Но лутчек, вырвав, наконец, плеть из-за голенища, хлестнул ею по голове Абдурашида и рявкнул:
— Прочь! А то…
Но докончить не успел: присевший от удара Абдурашид выпрямился и свалил лутчека с коня на землю. Едва успел вскочить в седло, как поверженный лутчек поднялся на ноги и вцепился в стремя. Лошадь прянула в сторону, увлекая его за собой, но он не разжал рук. Тогда Абдурашид, стиснув зубы, выхватил нож, с маху всадил в шею своему недавнему сподвижнику. Крупное тело грохнулось на поблескивающий серебром солончак…
Командир дозора на скаку выхватил маузер, прицелился в удаляющегося всадника, выстрелил. Тот на секунду выпустил поводья, пошатнулся в седле, но тотчас опять схватился за узду. Он скакал напрямик в сторону крепости Старый Чарджуй.

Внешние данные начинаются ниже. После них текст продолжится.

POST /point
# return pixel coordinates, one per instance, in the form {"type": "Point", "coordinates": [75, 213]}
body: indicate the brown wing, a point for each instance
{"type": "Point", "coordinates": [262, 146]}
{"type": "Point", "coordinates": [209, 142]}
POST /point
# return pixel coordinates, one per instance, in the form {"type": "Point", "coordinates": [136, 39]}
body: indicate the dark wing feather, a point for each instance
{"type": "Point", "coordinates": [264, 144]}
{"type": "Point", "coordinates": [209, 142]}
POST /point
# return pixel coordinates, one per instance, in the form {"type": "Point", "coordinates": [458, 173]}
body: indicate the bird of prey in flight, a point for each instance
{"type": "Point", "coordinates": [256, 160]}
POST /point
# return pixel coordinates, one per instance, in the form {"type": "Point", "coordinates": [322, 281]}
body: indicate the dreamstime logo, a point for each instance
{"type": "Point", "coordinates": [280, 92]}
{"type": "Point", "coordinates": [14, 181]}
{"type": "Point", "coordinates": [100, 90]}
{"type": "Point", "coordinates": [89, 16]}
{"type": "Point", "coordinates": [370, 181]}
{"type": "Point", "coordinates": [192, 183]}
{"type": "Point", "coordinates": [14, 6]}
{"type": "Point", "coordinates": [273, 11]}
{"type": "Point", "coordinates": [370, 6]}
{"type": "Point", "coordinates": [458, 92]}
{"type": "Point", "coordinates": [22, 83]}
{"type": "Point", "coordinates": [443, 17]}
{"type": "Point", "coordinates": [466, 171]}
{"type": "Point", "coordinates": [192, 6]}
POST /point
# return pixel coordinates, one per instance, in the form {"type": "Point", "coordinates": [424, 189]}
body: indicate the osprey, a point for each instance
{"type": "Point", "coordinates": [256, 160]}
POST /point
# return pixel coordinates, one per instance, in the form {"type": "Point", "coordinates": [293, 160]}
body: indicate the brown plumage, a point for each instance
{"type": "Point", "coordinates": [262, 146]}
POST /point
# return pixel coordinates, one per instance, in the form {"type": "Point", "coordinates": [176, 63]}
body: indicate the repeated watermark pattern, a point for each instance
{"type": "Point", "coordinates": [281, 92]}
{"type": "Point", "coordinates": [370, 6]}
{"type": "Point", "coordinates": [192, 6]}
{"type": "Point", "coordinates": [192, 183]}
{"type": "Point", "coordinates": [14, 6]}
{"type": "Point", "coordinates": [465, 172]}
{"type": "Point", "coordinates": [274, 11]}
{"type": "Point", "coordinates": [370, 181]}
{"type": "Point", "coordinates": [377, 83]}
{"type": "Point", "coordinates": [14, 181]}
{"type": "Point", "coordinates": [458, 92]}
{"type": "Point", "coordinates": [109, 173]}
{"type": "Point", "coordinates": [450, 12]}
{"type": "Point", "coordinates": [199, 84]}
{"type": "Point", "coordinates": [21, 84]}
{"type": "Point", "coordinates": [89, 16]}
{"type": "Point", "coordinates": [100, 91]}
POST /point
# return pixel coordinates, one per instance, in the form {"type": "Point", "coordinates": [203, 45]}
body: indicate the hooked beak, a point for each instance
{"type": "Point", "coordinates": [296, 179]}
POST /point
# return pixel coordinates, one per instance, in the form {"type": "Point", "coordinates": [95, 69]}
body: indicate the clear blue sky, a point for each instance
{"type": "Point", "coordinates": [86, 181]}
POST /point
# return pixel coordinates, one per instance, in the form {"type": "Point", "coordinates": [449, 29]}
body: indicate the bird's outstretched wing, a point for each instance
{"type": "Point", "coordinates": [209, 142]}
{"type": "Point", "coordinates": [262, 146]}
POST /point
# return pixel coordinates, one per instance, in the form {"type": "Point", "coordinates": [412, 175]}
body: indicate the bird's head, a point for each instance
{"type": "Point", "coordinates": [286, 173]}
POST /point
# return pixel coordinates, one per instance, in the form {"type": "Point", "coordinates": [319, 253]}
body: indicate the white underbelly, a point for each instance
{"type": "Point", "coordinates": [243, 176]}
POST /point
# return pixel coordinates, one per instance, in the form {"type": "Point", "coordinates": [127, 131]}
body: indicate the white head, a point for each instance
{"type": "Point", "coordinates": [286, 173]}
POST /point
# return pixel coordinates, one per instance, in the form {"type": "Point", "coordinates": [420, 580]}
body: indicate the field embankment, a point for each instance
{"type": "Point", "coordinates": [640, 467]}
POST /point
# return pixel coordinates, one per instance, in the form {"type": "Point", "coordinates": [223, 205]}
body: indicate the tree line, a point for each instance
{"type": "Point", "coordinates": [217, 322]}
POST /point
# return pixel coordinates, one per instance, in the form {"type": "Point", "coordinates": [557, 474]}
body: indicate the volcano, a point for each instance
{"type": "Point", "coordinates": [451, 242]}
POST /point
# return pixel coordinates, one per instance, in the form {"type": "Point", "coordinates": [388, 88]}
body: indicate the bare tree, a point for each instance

— Прекратить преследование! — поднимая маузер, крикнул командир. Трое всадников, поравнявшись с ним, натянули поводья. Красноармейские дозоры из города в силу соглашений не должны были приближаться к бухарской крепости. К тому же здесь можно было нарваться на сильный отряд лутчеков. И бойцы повернули к месту, где валялись два трупа, и один из красноармейцев развязывал руки Бехбиту. В стороне бродили три оседланные лошади, потерявшие всадников.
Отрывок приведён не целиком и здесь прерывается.